# Can a 60 hz motor run on 50 hz



## abdul

one another question related to motors is that: can a 60Hz motor work on 50Hz supply?


----------



## JRaef

abdul said:


> one another question related to motors is that: can a 60Hz motor work on 50Hz supply?


Maybe. It depends.
But you are hijacking someone else' thread.


----------



## TOOL_5150

JRaef said:


> Maybe. It depends.
> But you are hijacking someone else' thread.


looks like a brandy-new thread to me.


----------



## Dennis Alwon

I started a new thread for this question

A 60 hz motor on a 50 hz supply will usually slow down the motor by 20% slower . This may do some harm to the motor in he long run but there are other factors involved in this.


----------



## TOOL_5150

if the motor can run on 50hz, it will be posted on the nameplate. thats all there is to it.


----------



## tkb

Dennis Alwon said:


> I started a new thread for this question
> 
> A 60 hz motor on a 50 hz supply will usually slow down the motor by 20% slower . This may do some harm to the motor in he long run but there are other factors involved in this.


Will it harm it more than running the motor on a VFD at 50hz?
Would you have the same problem with bearings like on a VFD at one speed for a long time?


----------



## Dennis Alwon

tkb said:


> Will it harm it more than running the motor on a VFD at 50hz?
> Would you have the same problem with bearings like on a VFD at one speed for a long time?


I don't know. I assume that certain motors are designed to work at variable frequencies. 

Here is something I found.




> Using a 60Hz motor in 50Hz duty.
> w) It will turn 20% slower.
> x) Cooling will drop dramatically.
> y) The load's horsepower requirements will drop, possibly dramatically.
> z) V/f will increase possibly causing a large increase in current draw.
> 
> Make sure the load will still do what is required of it when running slower. For instance, a fan load would now move less air. Still enough?
> 
> The cooling will reduce dramatically. Is it enough to matter? This depends on how the load has decreased. If the hp requirement dropped because the load has decreased the current will drop and less heat will be released internally. You would want to take temperature measurements until the motor reaches a steady state temperature running in its new frequency application.
> 
> The motor's hp will drop because hp is a function of speed x torque. The motor's torque doesn't change but its speed has dropped so it is now a lower hp motor.
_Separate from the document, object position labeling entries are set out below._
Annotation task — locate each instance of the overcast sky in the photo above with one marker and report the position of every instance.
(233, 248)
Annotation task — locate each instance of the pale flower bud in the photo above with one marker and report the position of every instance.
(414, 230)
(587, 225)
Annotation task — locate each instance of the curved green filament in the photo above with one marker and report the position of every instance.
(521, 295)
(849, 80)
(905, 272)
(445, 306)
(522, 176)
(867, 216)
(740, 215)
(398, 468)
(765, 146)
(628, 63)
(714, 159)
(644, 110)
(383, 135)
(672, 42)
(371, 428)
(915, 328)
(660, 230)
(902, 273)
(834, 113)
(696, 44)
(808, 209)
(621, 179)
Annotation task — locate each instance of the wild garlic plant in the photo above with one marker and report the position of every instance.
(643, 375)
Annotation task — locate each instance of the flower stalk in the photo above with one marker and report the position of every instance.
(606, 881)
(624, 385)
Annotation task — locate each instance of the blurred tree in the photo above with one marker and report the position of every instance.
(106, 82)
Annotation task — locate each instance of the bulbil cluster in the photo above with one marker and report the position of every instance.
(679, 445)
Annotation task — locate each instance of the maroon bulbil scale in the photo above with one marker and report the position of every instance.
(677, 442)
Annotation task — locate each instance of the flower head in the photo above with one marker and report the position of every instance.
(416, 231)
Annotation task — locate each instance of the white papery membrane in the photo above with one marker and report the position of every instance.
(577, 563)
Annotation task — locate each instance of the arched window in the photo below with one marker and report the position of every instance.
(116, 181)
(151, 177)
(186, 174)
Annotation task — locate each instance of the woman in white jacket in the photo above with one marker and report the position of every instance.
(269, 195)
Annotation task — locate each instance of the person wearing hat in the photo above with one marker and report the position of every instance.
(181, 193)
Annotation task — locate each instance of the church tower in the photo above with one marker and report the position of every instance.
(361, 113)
If you change pulley sizes to return the load to its original speed your motor will likely be undersized, possibly seriously. Example: A 10 hp motor is now an 8 hp.
> 
> The most serious issue is the V/f issue. The V/f will increase. Likely enough to cause a large increase in the motor's current. This coupled with the reduced cooling may cause rapid overheating. However the V/f problem can be fully mitigated! You reduce the voltage to the motor by the amount required to return the V/f back to its original value. This removes the hazard of excess current from an increased V/f.
> 
> Example: A 60Hz 240Vac motor is going into 50Hz service.
> V/f = Y Hence: 240/60 = 4.0
> 
> So if Y x f = V then by plugging in the new frequency of 50 we see:
> 4.0 x 50 = V
> V = 200
> Running the motor at 200V at 50Hz will remove the V/f problem.
> 
> Another way to think of this is:
> New voltage = Old voltage x 50/60
> New speed = Old speed x 50/60
> New Horsepower = Old horsepower x 50/60
> Note: This would instead be 60/50 for a 50 to 60 Hz conversion.


----------



## micromind

Service factor would come into play here too. 

A motor with a SF of 1.15 or higher would stand a far better chance of running successfully on reduced frequency than one with a SF of 1.00


----------



## JRaef

This is why I said "It depends".

To have the same TORQUE from an AC motor, you have to maintain the same relationship between voltage and frequency, the "V/Hz ratio", within 10% of the motor design. If you don't do that, you either saturate the motor and over heat it or you under excite it and the loss of torque increases the slip, running a risk of overload. 

But check this out: a motor designed for 460V/60Hz has a V/Hz ratio of 460/60 or 7.67:1 and 380V/50Hz supply has a V/Hz ratio of 380/50 or 7.6:1! Hey, whadaya know! So if you are looking at that voltage class, the motor will be fine, it will just run slower (5/6 speed). Because HP (or Mechanical kW) is a function of speed and torque, even though the torque is the same, the speed drops so the HP drops proportionately. If the load needs HP, then you have to over size the motor, but if it needs torque, you are fine. So a load like a centrifugal pump or fan will run fine, just with lower output because of the loss of speed. that however may affect head pressure which may interfere with proper flow. 

If however you are using 230V 50Hz and the motor is designed for 230V 60Hz, the V/Hz ratio will end up out of tolerance. So in this case going from a 60Hz design to a 50Hz supply, the motor will not only spin slower, but it will produce significantly less torque. If it is again a centrifugal load that might be OK because the drop in speed will result in a drop in flow and thus motor load. But that still has the other risks and any other type of load will not likely work for long.


----------



## micromind

JRaef said:


> But check this out: a motor designed for 460V/60Hz has a V/Hz ratio of 460/60 or 7.67:1 and 380V/50Hz supply has a V/Hz ratio of 380/50 or 7.6:1!


This is why most motors that are rated for both 60 and 50HZ will list the 60HZ voltage as 230/460 and the 50HZ voltage as 190/380, even though a lot of 50HZ systems are 240/415.


----------